Education is becoming the policy sector where AI's benefits-versus-harms debate is playing out in the most concrete, observable terms. Norway's decision signals a maturation in policy thinking: the question is no longer just "should AI be allowed?" but "at what age, under what conditions, and with what pedagogical guardrails?" For EdTech companies and AI tool vendors selling into K-12, this is a warning shot. The regulatory window for unrestricted access is narrowing. Building age-appropriate interaction models and demonstrable learning-outcome data into product roadmaps is no longer optional — it's table stakes for market access in an increasing number of jurisdictions.
6. AI Is Becoming a Tax Target as Congress Looks for Revenue
As Congress juggles competing AI bills — from the Great American AI Act's innovation framework to progressive proposals for public ownership — a new fiscal angle is emerging. Roll Call reported Sunday that lawmakers have introduced dozens of AI-focused bills in the 119th Congress, and a growing cluster targets AI companies and infrastructure for new revenue streams.
The proposals range from transaction taxes on AI API calls to data center energy levies to assessments on companies that deploy AI in high-risk applications. The logic: if AI is driving GDP gains, government should capture a share of that value to fund displaced worker retraining, AI safety research, and infrastructure upgrades. Critics argue that premature taxation could drive AI development offshore and hand advantage to Chinese competitors like Z.ai, whose GLM-5.2 already matches frontier Western models at a fraction of the price.
The political dynamics are complex. The same bipartisan poll that shows voters wanting tighter regulation also shows majority support for AI-generated economic growth — creating tension between voters who want both safety guardrails and the productivity benefits AI promises. That tension is what makes AI policy so difficult to legislate and so easy to weaponize in campaign ads.
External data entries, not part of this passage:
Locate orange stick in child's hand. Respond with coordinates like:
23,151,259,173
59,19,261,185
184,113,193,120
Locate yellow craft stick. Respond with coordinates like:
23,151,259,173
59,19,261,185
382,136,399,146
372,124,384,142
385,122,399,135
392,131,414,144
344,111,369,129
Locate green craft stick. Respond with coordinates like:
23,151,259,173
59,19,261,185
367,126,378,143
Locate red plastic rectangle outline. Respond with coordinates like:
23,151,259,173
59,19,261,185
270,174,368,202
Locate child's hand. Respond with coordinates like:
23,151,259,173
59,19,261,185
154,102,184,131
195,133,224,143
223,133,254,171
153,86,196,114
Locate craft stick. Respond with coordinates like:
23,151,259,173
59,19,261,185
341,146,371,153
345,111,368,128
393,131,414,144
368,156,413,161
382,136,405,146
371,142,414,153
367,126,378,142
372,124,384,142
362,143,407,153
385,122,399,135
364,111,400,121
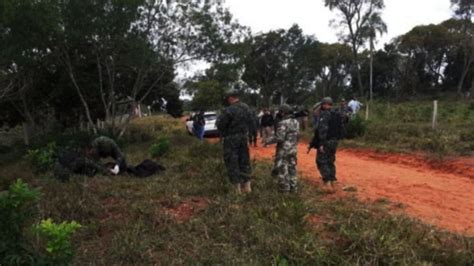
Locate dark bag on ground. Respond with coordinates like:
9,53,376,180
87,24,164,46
127,159,166,177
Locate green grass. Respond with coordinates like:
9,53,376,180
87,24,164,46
0,118,474,265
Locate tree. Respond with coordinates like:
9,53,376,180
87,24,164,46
363,12,387,101
324,0,385,95
447,0,474,94
242,25,315,106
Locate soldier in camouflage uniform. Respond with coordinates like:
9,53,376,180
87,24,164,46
87,136,127,172
217,90,253,194
266,104,299,192
315,97,341,189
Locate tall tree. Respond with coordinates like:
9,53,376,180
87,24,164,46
364,12,387,101
450,0,474,94
324,0,385,95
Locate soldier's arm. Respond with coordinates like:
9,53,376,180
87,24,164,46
216,110,230,136
267,122,287,144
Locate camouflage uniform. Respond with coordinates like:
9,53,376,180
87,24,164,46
217,102,253,184
316,110,338,182
266,111,299,192
91,136,127,172
53,152,108,181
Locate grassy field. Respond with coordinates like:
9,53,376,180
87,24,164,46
0,117,474,265
305,100,474,159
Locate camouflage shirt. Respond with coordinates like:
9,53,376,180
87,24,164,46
217,102,253,137
267,115,300,157
316,110,331,146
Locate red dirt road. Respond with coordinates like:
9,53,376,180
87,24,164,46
251,143,474,236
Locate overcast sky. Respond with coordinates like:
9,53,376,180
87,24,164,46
225,0,452,47
178,0,452,85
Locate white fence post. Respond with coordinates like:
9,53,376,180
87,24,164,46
431,100,438,129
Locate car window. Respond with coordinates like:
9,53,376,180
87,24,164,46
204,114,217,120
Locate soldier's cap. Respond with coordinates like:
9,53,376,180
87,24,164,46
224,89,239,99
321,97,333,105
278,104,293,114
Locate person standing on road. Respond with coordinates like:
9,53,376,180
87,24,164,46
314,97,343,190
217,90,252,194
347,97,363,116
193,110,206,141
266,104,299,193
261,109,275,146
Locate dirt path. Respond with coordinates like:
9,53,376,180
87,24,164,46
251,144,474,236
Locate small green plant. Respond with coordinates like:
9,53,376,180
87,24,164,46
26,142,57,173
36,219,81,265
148,137,171,158
0,179,40,265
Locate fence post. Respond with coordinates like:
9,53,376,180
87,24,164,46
431,100,438,129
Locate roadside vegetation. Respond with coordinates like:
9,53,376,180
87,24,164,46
0,117,474,265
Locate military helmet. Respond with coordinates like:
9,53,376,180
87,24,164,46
224,89,239,99
321,97,333,105
278,104,293,114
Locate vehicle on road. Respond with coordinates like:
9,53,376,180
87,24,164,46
186,111,219,136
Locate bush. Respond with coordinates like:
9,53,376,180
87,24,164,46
148,137,171,158
346,116,367,139
0,179,40,265
26,142,57,172
36,219,81,265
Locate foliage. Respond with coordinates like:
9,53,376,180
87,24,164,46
36,219,81,265
346,115,367,139
0,116,473,265
148,137,171,158
26,142,57,173
0,179,40,265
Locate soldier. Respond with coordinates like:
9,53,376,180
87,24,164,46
53,151,111,182
266,104,299,192
217,90,253,194
315,97,343,189
86,136,127,172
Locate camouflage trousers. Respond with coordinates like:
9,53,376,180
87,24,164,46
274,152,298,192
224,134,252,184
316,140,338,182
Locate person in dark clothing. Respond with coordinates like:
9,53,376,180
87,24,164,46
217,90,253,194
86,136,127,173
249,111,259,147
311,97,342,190
193,110,206,141
260,109,275,146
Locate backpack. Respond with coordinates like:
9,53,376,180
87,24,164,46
328,110,347,140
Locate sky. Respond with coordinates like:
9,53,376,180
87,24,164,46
225,0,452,47
178,0,453,94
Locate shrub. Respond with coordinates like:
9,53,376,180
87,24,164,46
26,142,57,172
148,137,171,158
346,116,367,139
0,179,40,265
36,219,81,265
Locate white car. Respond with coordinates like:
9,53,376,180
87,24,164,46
186,112,219,136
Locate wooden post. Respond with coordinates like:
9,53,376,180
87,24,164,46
431,100,438,129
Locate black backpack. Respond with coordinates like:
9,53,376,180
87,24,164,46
328,110,346,140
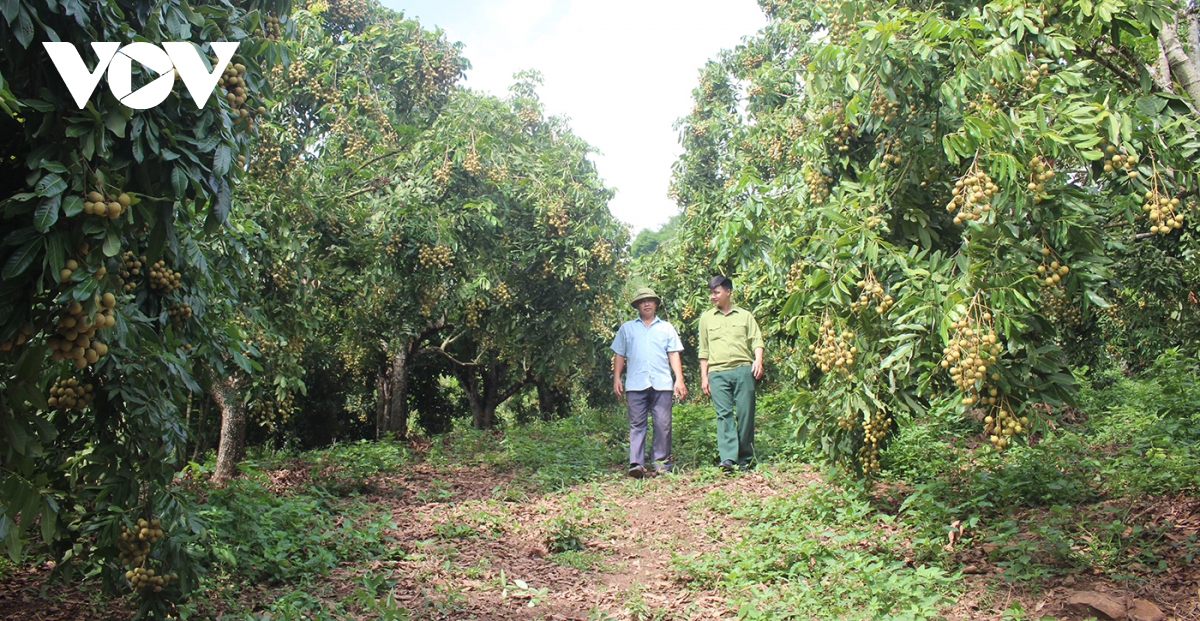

The taxation angle is early-stage but directionally important. AI is shifting from being primarily a regulatory question to also being a fiscal one — and fiscal policy has a way of moving faster than safety regulation. Companies that have built AI into their cost structures as a cheap efficiency gain should model scenarios where API usage carries a transaction levy or where data center energy costs increase substantially due to new surcharges. The companies most exposed are those with high-volume, high-inference workloads — content generation, customer service automation, marketing personalization — where thin margins could evaporate quickly under even modest per-call taxes.
🔑 Why This Week Matters
The thread running through this week's news is the same one that's been building since May: AI is transitioning from a technology story into a governance story. The White House's model-vetting experiment, the bipartisan regulation polls, Norway's classroom ban, the AI election spending war, and Congress's new taxation angle are all expressions of the same underlying shift — the rules of the road for AI are being written right now, and every player from frontier labs to enterprise buyers to filmmakers has skin in the game.
For business leaders, the practical implication is this: your AI strategy can no longer be a technology strategy alone. It needs a regulatory layer, a procurement resilience layer, and increasingly a public affairs layer. The companies that navigate the next 18 months successfully will be those that treat AI governance as a competitive advantage — not a compliance checkbox.